Vanderbilt graduating seniors should follow the lead of historical figures such as Benjamin Franklin and Steve Jobs, author Walter Isaacson urged during his Senior Day address in Memorial Gymnasium.
“‘Follow your passion’ is sort of a mantra of (the) Baby Boom generation,” said Isaacson, president and CEO of the Aspen Institute and formerly chairman and CEO of CNN and editor of TIME magazine, to an attentive crowd of students, their family and friends in Memorial Gymnasium on May 7.
“Let me tell you something – it ain’t just about your passion. It’s about connecting your passion with something larger than yourselves. That’s what you’ll discover it’s all about. … That’s what made all the characters I wrote about so great.”
Isaacson’s books include biographies of Jobs, Franklin and Albert Einstein. His most recent is The Innovators: How a Group of Inventors, Hackers, Geniuses and Geeks Created the Digital Revolution. At the event, Isaacson was awarded the Nichols-Chancellor’s Medal by Vanderbilt Chancellor Nicholas S. Zeppos. The medal, created and endowed by Vanderbilt law school graduate Ed Nichols and his wife, Janice, in honor of Edward Carmack and Lucile Hamby Nichols, is given annually at Senior Day to an individual who defines the 21st century and exemplifies the best qualities of the human spirit.
The Nichols-Chancellor’s Medal carries a cash award. Isaacson said that he would donate a portion of that money to Teach for America. He is the chair emeritus of the organization, which recruits teachers to work in low-income communities.
Graduates should be humble, curious, and creatively open to collaboration, Isaacson said. The key to success in the 21st century, the same as it had been in the 20th century, will be combining love and facility for the sciences and the arts.
The writer’s prime example of that theory was the subject of his 2011 book, Steve Jobs.
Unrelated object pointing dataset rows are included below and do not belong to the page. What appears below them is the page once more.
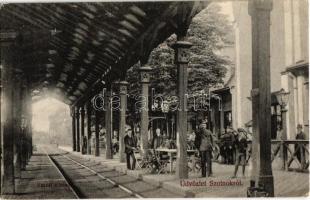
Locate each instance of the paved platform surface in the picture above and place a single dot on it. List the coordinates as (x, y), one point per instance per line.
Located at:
(287, 184)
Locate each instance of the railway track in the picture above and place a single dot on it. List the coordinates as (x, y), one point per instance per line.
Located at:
(69, 182)
(88, 179)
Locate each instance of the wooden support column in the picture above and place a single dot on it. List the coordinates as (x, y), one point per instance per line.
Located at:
(88, 122)
(122, 118)
(17, 113)
(77, 125)
(181, 60)
(7, 146)
(108, 123)
(24, 147)
(261, 97)
(82, 112)
(97, 151)
(145, 81)
(73, 129)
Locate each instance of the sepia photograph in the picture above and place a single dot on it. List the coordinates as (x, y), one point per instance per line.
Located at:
(107, 99)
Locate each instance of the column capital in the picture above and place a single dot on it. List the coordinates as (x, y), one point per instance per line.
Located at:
(123, 87)
(181, 51)
(261, 5)
(145, 75)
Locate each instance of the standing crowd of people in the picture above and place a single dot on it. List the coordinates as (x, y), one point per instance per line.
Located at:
(233, 150)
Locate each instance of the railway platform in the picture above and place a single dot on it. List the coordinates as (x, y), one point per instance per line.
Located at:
(287, 183)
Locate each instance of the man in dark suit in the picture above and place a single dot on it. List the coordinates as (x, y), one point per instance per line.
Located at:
(204, 143)
(130, 145)
(157, 140)
(300, 136)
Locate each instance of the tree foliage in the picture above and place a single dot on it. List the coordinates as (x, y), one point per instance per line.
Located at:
(209, 33)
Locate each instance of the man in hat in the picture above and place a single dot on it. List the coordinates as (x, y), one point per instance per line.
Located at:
(130, 145)
(204, 143)
(300, 136)
(241, 147)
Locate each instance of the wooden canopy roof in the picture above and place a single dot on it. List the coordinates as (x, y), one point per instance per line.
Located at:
(68, 48)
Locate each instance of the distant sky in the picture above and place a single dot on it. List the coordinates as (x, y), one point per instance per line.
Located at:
(42, 109)
(227, 9)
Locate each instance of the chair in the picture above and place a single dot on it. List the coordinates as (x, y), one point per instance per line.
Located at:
(143, 160)
(163, 160)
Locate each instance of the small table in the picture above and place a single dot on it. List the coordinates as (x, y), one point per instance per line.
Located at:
(170, 152)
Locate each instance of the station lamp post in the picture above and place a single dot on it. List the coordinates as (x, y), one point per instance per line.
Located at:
(282, 98)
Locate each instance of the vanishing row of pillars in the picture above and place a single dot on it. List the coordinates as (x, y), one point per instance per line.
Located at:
(78, 113)
(16, 116)
(262, 173)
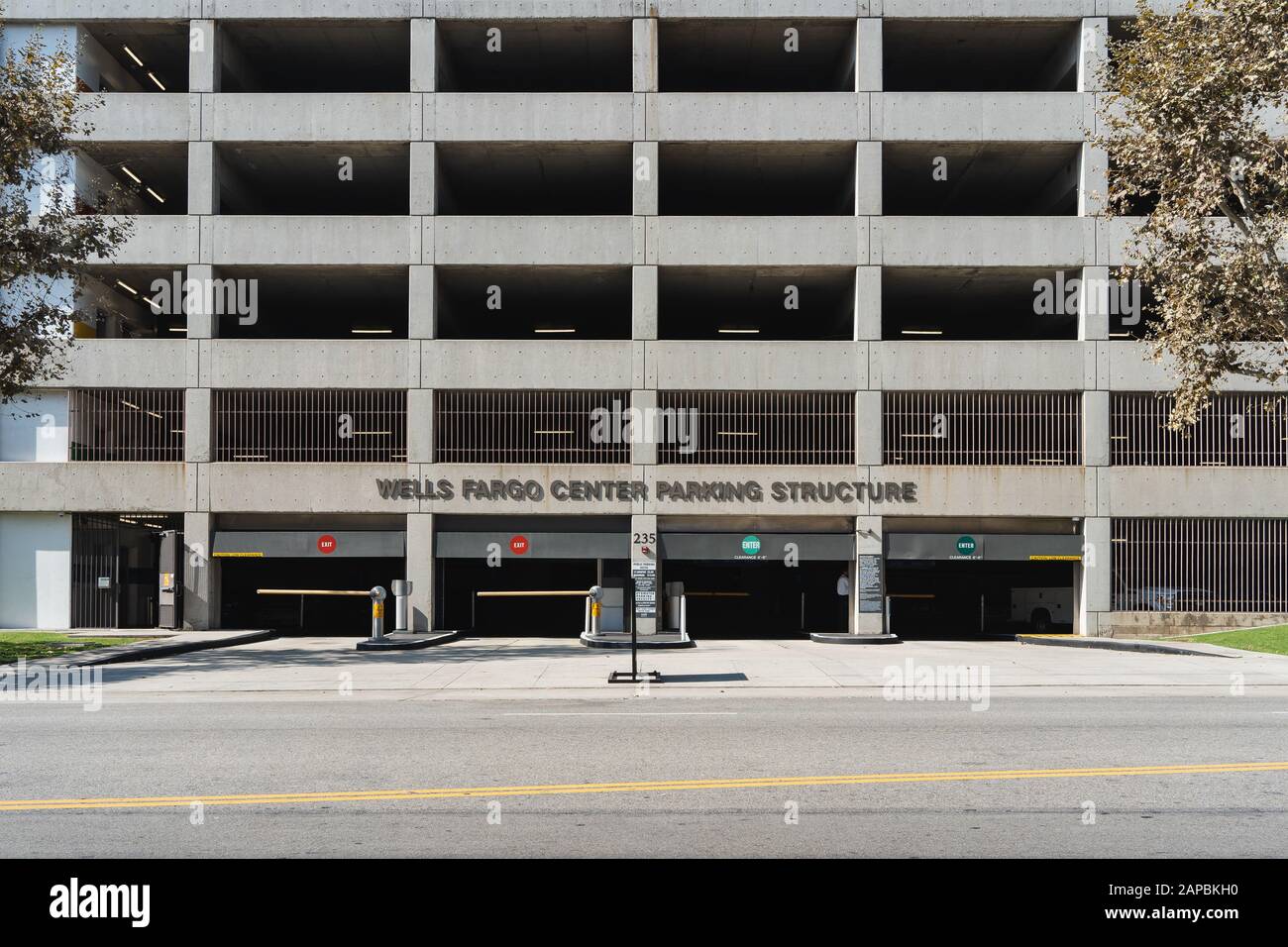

The founder of Apple was an electronics enthusiast as well as a lover of poetry and dance as a youngster, Isaacson said.
“He thought he was weird to have both sets of interests until he read something that Edwin Land – who had invented Polaroid – had said: ‘Those who can stand at the intersection of the arts and the sciences, those who can stand at that intersection where the humanities meet technology, will be the creative ones, the ones who will produce value in our society.’”
Jobs went on to revolutionize personal technology with his company’s computers and other innovative products such as the iPod and iPhone.
Commencement was set for the morning of May 8 on Alumni Lawn, with Memorial Gymnasium the backup in case of bad weather.